How to query Apache Arrow with chDB

Apache Arrow is a standardized column-oriented memory format that's gained popularity in the data community. In this guide, we will learn how to query Apache Arrow using the Python table function.

Setup

Let's first create a virtual environment:

python -m venv .venv
source .venv/bin/activate

And now we'll install chDB. Make sure you have version 2.0.2 or higher:

pip install "chdb>=2.0.2"

And now we're going to install pyarrow, pandas, and ipython:

pip install pyarrow pandas ipython

We're going to use ipython to run the commands in the rest of the guide, which you can launch by running:

ipython

You can also use the code in a Python script or in your favorite notebook.
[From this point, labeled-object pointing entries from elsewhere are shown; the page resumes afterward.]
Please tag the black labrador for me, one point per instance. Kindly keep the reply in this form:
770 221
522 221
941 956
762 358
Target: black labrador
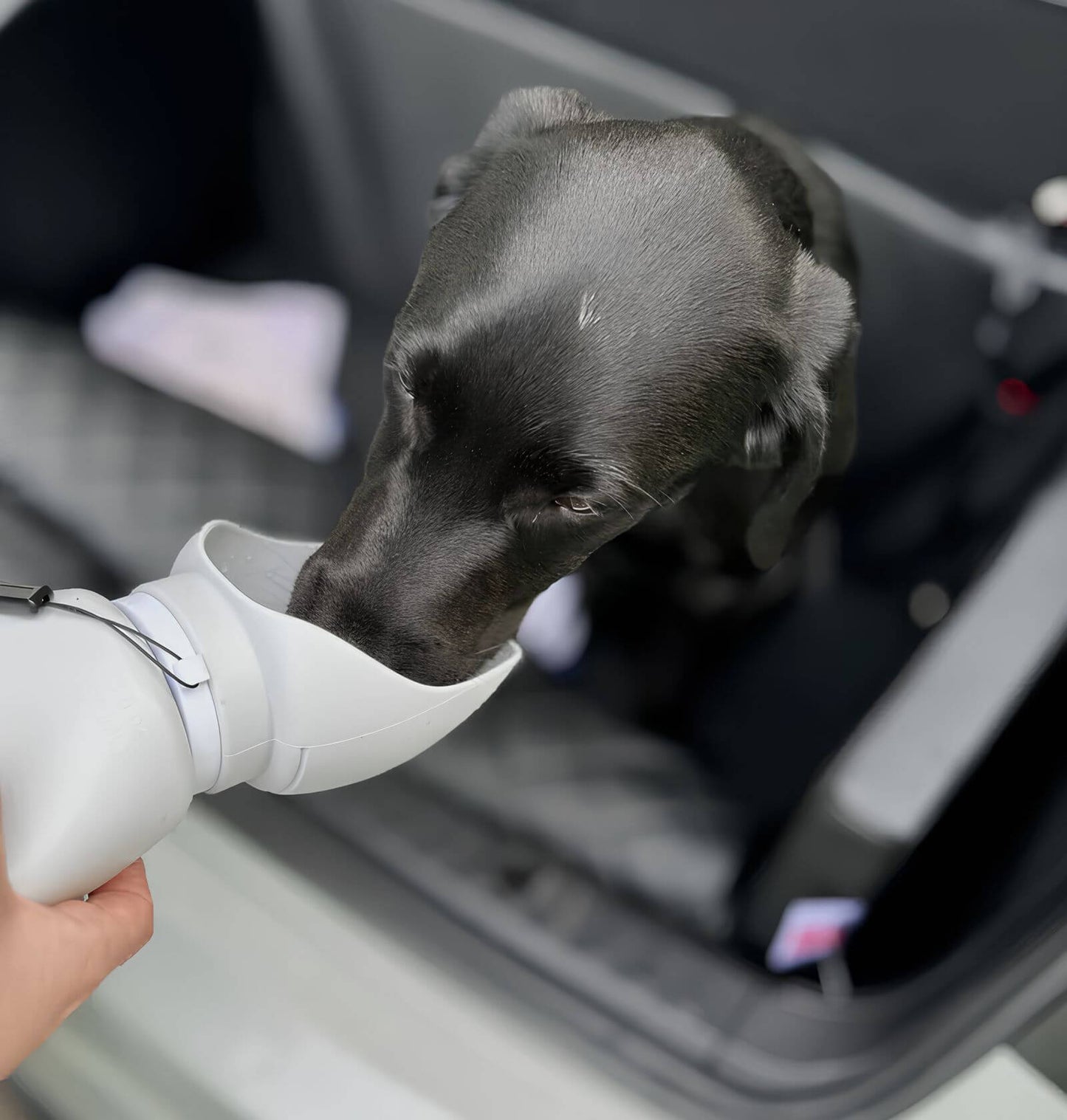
609 316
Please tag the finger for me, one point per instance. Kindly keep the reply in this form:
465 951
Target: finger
126 903
117 918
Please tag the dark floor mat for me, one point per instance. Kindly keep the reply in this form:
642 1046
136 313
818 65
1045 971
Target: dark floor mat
134 473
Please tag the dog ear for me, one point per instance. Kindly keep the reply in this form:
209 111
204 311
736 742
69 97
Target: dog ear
518 113
807 427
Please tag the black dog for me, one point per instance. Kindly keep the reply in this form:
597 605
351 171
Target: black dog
609 316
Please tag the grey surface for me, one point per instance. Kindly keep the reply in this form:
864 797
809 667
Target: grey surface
956 695
262 998
1000 1087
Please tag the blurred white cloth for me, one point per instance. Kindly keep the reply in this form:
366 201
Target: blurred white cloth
555 631
262 355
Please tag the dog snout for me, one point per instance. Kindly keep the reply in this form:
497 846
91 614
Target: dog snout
366 617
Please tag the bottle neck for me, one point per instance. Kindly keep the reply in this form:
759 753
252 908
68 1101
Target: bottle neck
196 706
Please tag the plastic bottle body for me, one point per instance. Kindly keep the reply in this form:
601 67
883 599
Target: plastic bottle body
95 760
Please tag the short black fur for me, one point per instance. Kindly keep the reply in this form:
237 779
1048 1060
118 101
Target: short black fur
609 316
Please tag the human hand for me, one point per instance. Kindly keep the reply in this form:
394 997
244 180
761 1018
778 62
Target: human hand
52 958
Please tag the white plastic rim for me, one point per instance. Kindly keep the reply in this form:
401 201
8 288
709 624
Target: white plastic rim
195 706
346 716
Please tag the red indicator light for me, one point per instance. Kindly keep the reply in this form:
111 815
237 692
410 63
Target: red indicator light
1016 398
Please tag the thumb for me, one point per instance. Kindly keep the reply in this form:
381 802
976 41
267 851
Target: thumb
7 895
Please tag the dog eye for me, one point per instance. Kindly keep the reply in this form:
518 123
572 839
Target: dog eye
578 505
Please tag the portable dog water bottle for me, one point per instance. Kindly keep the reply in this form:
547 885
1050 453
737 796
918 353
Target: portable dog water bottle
113 715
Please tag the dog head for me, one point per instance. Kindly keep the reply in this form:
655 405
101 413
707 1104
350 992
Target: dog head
604 308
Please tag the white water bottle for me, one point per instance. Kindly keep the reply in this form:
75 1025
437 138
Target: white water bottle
106 736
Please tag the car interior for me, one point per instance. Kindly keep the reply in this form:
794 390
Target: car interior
618 842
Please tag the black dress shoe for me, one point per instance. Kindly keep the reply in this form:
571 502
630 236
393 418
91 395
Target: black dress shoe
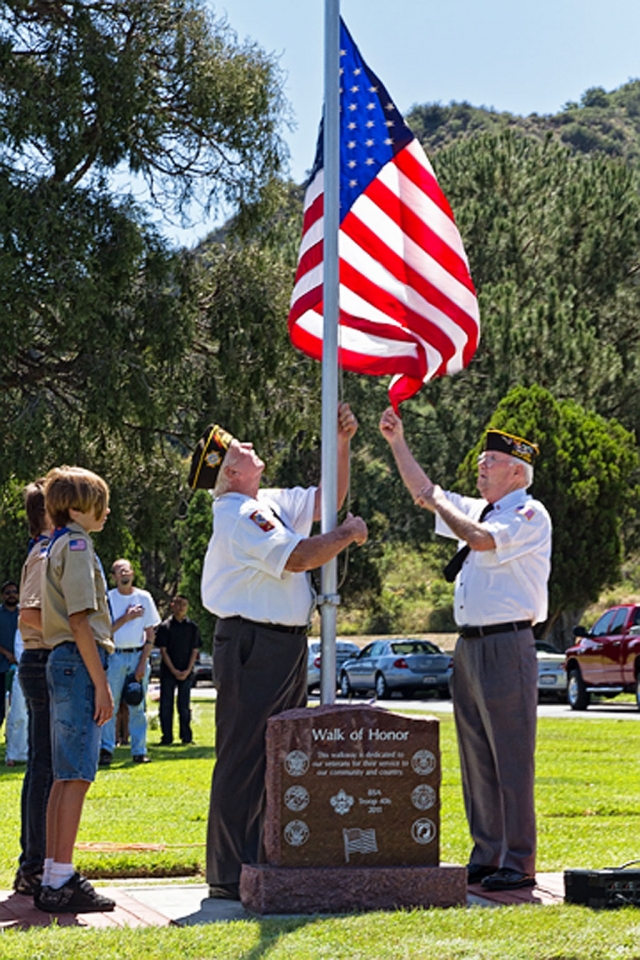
224 891
478 871
506 879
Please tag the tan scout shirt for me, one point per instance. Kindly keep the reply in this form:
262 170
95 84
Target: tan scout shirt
73 581
31 593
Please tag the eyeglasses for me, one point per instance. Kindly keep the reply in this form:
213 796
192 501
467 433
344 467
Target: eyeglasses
490 460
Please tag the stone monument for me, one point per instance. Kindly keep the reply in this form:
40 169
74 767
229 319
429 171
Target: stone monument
353 815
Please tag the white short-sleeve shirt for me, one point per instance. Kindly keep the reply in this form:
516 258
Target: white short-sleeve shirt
244 567
508 583
131 634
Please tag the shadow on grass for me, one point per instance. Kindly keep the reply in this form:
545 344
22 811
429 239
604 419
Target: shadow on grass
272 930
161 753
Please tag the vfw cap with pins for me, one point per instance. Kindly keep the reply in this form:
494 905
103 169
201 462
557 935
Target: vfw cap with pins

Creating an Apache Arrow table from a file

Let's first download one of the Parquet files for the Ookla dataset, using the AWS CLI tool:

aws s3 cp \
--no-sign \
s3://ookla-open-data/parquet/performance/type=mobile/year=2023/quarter=2/2023-04-01_performance_mobile_tiles.parquet .
Note

If you want to download more files, use aws s3 ls to get a list of all the files and then update the above command.

Next, we'll import the Parquet module from the pyarrow package:

import pyarrow.parquet as pq

And then we can read the Parquet file into an Apache Arrow table:

arrow_table = pq.read_table("./2023-04-01_performance_mobile_tiles.parquet")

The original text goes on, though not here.